By | September 16, 2018
In today’s fast paced world, one of the major challenge for software development is frequent changing user requirements. Many organisations have moved from older Waterfall model of software development to Agile software model of software development and many others are adapting to it. As part of this transition, security has often been left behind. Agile is characterised by frequent changes or releases and the older security processes like security planning/design at the beginning and security testings like penetration testing at the end may have worked with Waterfall model, but these does not work with Agile. Security has to be baked into each step of SDLC process for it to work effectively in Agile environment.

I would like to highlight some security challenges in Agile development methodology and some ways to build security into Agile development.

Challenges in incorporating security into Agile development

Some major challenges which has resulted in the security gaps are

  1. Security is seen as a Non Functional requirement(NFR). NFRs are hard to pin down in user stories which is a main feature of the Agile methodology. So security requirements does not make its way to real development effort.
  2. Agile is characterised by frequent changes and releases across different small teams with no definition of complete application. Its hard to review/test applications that have never finished. Security team does not have time to review and test each change which happens frequently.
  3. Lack of Agile ready security tools and processes. Older security processes and tools were not designed with agile methodology in mind and does not always work well here.

Creating a Secure SDLC process in an Agile organization

For security to work well with Agile, it has to be baked into SDLC process. With some efforts, this is achievable. Below are some thoughts (not exhaustive), that can be used to bridge the security gap in Agile applications.

  1. Build security in through user stories. Security requirements should be clearly defined and application security risk and activities should make its way into backlog, making them explicit so that security can be managed, planned, estimated like other things in agile. These can be thought as ‘Attacker’ or ‘Security’ stories. An example can be like “As a hacker, I can send bad data in URLs, so I can access data and functions for which I’m not authorized.” OWASP  provides few more examples for security stories.
  2. Put development in charge of Secure Development.
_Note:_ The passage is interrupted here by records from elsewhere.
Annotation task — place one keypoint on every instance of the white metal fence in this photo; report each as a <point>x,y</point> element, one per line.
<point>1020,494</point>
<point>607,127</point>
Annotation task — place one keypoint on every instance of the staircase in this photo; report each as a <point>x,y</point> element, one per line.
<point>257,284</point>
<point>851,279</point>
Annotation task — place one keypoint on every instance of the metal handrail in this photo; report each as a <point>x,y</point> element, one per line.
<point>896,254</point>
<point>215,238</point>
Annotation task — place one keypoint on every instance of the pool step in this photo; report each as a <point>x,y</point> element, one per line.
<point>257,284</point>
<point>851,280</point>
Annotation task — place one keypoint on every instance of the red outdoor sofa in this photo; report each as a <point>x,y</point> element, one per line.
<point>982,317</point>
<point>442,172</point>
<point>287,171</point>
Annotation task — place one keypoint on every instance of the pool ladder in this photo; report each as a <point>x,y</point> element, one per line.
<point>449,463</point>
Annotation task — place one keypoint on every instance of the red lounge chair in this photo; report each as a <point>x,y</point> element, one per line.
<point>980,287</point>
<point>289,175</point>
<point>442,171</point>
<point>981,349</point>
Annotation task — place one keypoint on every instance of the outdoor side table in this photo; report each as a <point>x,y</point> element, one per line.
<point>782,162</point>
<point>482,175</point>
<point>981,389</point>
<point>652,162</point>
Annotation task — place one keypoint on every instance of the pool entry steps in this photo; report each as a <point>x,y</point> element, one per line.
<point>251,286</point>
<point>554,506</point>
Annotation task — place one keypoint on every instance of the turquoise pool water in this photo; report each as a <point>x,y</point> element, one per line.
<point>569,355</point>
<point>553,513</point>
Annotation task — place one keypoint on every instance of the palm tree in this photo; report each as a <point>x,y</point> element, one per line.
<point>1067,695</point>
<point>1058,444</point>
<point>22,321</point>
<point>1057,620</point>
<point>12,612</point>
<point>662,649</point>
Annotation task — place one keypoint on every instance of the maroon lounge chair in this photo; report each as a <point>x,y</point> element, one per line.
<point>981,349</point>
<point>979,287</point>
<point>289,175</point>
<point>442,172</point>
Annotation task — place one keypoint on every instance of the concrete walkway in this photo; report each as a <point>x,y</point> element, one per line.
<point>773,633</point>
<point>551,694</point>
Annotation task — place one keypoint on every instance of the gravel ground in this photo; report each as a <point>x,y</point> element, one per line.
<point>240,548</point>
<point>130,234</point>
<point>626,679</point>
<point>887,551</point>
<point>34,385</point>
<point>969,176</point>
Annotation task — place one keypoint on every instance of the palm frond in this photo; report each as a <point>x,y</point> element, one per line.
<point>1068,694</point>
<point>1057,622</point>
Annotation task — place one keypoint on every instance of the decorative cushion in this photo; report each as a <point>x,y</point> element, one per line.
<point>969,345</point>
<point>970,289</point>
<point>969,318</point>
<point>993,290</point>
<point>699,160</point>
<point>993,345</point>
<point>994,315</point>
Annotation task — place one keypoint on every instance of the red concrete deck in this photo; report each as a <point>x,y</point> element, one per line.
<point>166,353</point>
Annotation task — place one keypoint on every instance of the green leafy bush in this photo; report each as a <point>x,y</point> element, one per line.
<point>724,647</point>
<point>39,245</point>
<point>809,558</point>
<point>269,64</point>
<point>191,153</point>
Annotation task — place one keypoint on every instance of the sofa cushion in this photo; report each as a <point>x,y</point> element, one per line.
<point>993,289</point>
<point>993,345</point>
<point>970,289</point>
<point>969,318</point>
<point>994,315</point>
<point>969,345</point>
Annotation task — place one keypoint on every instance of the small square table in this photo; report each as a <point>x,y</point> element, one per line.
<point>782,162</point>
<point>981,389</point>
I think this is the most important step as I have seen even senior developers missing secure development practices. Developers are not to be blamed for this since they were never provided any training on security. No one wants to be a developer whose code has resulted in a security breach, so developers would take good interest is learning if opportunity is provided. Developers should be provided proper security trainings and tools for assistance. Guidelines should be provided for secure development, reviews and testings.
  3. Integrate Security in Continuous Integration (CI) process. The key idea is to automate what you can. SAST (Static Application Security Testing) and DAST (Dynamic Application Security Testing) tools should be used in CI process. Its important to identify and fix a vulnerability in early phase of development.
  4. Security gate should be established and security bugs should be given equal importance as any other functional requirement bugs.

Agile process provides development teams an effective way to keep up with ever changing market and user needs. At first glance, it might appear Agile and security requirements or process do not complement and cannot go well together, but with some effort, clear guidelines and adopting right process and tools, an organization can have a right balance and secure development with Agile.